PPPs for the public good. The 12th public-private partnership (PPP) arrangement awarded under the current a dministration captures the real bottom line. The MWSS leadership clearly wanted to serve the general welfare by “equalizing” water, a human right, and making available to the inhabitants of the locus of water their water.
Lowest tariff, not highest revenues. The MWSS choose to award the project to the proponent that offered the lowest tariff, instead of giving premium to revenues or concession fees. The low tariff that will be paid by the 24 water districts will translate to low end-user fees to be paid by Bulakeños.

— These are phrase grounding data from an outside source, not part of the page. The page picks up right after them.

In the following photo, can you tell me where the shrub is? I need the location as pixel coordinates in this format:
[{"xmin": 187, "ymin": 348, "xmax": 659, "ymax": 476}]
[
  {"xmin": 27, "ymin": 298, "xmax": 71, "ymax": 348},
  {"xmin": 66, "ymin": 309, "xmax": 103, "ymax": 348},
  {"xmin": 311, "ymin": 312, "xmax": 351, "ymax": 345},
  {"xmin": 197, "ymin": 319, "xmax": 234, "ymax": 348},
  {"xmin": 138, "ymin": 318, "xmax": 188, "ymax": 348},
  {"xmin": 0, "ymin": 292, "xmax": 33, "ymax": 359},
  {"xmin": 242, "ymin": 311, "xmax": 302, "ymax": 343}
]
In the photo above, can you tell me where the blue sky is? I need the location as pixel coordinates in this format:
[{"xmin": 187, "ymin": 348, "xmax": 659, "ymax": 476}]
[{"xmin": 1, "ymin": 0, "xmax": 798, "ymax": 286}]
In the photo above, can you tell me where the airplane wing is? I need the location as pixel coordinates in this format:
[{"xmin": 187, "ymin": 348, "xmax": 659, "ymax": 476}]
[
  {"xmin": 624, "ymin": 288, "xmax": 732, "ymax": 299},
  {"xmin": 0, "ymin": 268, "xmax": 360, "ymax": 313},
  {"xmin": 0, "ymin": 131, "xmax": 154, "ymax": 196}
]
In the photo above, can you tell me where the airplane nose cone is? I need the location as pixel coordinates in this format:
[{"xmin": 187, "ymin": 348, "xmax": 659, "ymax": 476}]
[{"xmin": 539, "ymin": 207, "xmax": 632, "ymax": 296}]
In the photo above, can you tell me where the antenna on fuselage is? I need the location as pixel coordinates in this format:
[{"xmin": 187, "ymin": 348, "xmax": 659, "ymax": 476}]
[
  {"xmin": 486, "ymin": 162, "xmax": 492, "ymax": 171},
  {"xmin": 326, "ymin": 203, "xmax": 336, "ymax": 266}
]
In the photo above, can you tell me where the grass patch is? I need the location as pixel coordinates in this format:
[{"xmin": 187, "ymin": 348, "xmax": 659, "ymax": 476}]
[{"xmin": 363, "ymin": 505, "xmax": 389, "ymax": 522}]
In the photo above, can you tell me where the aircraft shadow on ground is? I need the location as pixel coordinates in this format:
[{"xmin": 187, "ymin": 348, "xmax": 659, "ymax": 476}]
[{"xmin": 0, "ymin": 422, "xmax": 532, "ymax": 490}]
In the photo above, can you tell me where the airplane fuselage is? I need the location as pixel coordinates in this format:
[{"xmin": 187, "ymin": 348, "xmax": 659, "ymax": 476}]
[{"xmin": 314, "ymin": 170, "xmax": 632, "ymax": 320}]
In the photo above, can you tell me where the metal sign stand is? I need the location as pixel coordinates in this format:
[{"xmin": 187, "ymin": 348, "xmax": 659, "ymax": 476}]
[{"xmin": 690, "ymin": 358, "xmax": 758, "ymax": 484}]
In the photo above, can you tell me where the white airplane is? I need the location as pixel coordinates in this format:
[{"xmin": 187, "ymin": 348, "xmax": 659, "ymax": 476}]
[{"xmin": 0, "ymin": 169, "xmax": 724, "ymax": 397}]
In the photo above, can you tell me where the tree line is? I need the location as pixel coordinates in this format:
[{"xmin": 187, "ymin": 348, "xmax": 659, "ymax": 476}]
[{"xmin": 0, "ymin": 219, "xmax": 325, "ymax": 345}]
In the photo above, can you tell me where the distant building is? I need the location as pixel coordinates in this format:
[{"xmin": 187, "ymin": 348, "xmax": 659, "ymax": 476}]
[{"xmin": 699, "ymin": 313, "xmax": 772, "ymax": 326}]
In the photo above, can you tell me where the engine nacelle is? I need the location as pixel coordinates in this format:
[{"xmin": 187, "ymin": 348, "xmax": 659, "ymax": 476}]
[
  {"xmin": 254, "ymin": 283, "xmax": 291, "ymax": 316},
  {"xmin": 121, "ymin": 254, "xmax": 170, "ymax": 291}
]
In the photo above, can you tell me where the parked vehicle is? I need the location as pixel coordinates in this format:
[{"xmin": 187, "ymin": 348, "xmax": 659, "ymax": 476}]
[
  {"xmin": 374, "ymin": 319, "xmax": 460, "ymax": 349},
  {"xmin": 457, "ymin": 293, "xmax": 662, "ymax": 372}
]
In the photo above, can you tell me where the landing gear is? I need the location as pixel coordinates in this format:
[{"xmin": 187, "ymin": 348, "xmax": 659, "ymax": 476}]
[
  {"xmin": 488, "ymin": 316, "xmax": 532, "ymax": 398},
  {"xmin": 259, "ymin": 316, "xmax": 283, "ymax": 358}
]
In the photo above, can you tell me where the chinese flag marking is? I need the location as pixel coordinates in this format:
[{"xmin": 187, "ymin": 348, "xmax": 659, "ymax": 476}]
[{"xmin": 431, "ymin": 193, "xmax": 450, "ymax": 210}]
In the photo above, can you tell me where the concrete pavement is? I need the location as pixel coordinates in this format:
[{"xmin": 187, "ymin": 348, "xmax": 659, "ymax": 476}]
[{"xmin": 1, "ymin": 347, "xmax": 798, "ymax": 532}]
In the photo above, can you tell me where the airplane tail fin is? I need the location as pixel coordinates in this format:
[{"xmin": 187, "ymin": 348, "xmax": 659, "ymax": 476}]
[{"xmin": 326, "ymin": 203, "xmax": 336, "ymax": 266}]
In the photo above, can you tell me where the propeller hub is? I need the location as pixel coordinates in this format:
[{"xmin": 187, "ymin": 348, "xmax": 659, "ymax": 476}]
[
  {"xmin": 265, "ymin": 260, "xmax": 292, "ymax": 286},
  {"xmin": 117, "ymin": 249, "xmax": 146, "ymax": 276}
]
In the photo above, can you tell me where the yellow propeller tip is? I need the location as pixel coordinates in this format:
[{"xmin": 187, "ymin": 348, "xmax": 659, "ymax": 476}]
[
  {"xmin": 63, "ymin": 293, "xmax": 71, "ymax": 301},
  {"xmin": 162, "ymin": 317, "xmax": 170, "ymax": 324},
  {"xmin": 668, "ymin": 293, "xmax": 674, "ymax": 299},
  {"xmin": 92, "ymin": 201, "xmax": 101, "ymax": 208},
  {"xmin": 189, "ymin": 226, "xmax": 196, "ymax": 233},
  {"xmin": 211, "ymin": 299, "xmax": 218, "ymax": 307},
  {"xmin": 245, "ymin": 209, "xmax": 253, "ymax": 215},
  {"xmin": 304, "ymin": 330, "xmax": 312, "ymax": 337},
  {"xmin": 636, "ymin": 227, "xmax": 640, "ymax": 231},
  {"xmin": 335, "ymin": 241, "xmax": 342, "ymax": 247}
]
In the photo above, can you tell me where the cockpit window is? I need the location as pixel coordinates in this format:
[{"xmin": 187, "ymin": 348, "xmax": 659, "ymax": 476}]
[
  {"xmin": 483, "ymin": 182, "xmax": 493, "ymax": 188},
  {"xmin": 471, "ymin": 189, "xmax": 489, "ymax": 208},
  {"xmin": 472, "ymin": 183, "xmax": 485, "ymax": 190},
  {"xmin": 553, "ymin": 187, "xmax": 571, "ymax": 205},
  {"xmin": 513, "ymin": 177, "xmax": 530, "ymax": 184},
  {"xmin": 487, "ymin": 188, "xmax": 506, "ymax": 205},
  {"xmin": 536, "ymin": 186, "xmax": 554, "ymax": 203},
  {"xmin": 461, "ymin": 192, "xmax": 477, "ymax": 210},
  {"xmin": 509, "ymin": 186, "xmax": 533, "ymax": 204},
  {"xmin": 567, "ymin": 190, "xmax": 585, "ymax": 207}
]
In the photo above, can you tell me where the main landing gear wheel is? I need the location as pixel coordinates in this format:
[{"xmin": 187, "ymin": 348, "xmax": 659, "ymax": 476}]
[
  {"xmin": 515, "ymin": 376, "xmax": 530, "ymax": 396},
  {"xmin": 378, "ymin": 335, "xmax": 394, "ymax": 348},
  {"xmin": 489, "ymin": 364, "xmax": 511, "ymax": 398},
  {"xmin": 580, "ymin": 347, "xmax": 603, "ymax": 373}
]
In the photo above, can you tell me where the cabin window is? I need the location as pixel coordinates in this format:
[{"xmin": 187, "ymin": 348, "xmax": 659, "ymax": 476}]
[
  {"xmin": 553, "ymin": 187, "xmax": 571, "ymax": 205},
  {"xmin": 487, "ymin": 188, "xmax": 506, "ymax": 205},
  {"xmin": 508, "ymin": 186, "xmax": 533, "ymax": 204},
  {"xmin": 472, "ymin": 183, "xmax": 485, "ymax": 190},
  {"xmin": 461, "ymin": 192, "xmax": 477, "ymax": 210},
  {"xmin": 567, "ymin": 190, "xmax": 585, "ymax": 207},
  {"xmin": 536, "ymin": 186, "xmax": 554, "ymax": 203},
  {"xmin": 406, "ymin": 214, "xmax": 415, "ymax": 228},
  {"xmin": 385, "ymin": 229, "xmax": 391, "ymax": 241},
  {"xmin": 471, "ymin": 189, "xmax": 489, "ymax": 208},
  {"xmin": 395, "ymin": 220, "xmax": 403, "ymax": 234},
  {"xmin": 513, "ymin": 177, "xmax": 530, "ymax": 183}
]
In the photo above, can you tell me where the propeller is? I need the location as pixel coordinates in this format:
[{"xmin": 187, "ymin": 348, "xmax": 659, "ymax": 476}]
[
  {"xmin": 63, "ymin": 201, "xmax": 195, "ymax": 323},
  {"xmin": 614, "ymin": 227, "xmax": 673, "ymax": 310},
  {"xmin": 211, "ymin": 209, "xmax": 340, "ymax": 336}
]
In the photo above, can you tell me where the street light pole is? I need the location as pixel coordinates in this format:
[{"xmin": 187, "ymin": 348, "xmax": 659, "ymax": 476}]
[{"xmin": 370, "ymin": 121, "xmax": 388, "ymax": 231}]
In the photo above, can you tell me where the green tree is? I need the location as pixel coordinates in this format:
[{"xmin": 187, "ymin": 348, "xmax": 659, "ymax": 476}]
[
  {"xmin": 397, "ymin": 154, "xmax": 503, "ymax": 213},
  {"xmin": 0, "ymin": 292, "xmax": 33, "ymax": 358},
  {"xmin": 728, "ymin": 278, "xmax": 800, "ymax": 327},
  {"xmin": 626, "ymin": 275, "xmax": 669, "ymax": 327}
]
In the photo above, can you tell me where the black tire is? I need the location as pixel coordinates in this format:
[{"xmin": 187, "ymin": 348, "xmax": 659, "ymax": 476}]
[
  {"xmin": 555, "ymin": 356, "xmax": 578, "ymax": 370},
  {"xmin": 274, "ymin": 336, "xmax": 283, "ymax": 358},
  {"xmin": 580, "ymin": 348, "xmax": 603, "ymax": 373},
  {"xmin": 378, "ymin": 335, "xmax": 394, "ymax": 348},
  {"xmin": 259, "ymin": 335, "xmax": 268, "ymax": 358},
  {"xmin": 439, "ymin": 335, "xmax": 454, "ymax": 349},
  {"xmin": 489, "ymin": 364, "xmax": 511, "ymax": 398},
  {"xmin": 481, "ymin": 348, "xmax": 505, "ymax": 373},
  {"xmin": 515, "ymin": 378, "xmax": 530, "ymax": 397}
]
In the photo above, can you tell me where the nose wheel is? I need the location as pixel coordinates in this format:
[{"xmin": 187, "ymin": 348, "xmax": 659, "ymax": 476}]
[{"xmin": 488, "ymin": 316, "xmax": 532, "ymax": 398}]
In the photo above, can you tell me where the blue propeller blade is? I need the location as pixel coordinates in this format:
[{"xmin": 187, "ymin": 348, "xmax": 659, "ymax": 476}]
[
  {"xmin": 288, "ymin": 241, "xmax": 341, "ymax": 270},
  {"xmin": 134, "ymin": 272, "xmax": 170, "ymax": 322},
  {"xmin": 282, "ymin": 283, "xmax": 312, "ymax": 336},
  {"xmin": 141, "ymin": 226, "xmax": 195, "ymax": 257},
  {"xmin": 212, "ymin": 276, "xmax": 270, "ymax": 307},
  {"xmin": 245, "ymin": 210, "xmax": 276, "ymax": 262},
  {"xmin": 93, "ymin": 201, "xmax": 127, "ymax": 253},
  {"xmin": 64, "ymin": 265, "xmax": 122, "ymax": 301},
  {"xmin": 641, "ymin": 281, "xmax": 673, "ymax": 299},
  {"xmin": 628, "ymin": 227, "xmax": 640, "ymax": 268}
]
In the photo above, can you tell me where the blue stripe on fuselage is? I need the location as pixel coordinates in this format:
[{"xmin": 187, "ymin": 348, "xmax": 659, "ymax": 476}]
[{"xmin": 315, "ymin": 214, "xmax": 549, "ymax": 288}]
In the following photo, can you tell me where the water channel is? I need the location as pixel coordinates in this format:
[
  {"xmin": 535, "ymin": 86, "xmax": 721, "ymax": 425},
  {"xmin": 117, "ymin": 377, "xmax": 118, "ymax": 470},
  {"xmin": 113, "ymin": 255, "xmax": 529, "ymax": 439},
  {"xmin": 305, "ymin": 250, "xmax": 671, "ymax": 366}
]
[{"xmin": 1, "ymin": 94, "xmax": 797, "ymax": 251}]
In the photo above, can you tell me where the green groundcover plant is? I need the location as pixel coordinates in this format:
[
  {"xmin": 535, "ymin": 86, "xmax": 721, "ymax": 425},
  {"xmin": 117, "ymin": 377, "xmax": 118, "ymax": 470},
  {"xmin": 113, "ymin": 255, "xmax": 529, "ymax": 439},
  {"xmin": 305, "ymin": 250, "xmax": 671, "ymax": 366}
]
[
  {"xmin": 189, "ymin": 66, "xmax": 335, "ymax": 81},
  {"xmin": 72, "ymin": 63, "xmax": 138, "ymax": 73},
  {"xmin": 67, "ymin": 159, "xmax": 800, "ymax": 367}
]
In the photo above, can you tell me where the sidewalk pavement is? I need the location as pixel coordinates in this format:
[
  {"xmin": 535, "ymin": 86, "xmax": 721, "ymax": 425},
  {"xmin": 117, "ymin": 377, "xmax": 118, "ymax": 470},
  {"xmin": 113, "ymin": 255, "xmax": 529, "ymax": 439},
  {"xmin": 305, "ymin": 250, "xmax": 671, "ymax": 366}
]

The benefit is targeted and will be directly felt by 3.4 million people in 21 cities and municipalities. The proponent is expected to innovate so that it may be able to save on whole-of-life project costs.
Free and open competition led to lowest price. Three top Philippine corporations submitted bids and participated in the competitive selection process.
The consortium of San Miguel Corp. and Korea Water Resources Corp. won over two other reputable firms—Manila Water Co. Inc., a concessionaire of hte MWSS, and Prime Water Infrastructure Corp., an active PPP proponent with water districts. The winning bid of P8.50 per cubic meter as initial bulk-water charge bested the other offers. Judging from the bids submitted, all three wanted to get the project.
Game changer as it sets the comparator. This project sets the new bar for bulk-water projects. The total project cost-bulk water charge ratio established by the winning proponent can now serve as comparator for future projects. This is truly a game changer.
Opens door for more PPPs. The award of this project paves the way for other PPPs. The Bulacan water districts can enter into distribution joint ventures. Septage and sewerage PPPs can be pursued by local governments. The MWSS can undertake other bulk-water projects in other provinces. Water, indeed, is the next big thing in PPPs.
People-driven “future-proofing.” The Project will face what every PPP project faces—successor risk. The challenge now is how to “future-proof” this “legacy” project beyond the term of the current MWSS
leadership.
One way of addressing successor risk is securing the support of the people. The real “P” in a PPP—the public—must be engaged and informed.
The 3.4 million Bulakeños must realize they are the real winners of this PPP.
To ensure success and continuity, they must constructively engage the MWSS and the proponent. They can form a “Project Watch” to ensure compliance with standards and deliverables. It is hoped that the people themselves will champion and defend the project.
This is not a run-of-the-mill PPP. The MWSS went against the current. This is truly a sea change of a PPP. Kudos. We need more of this.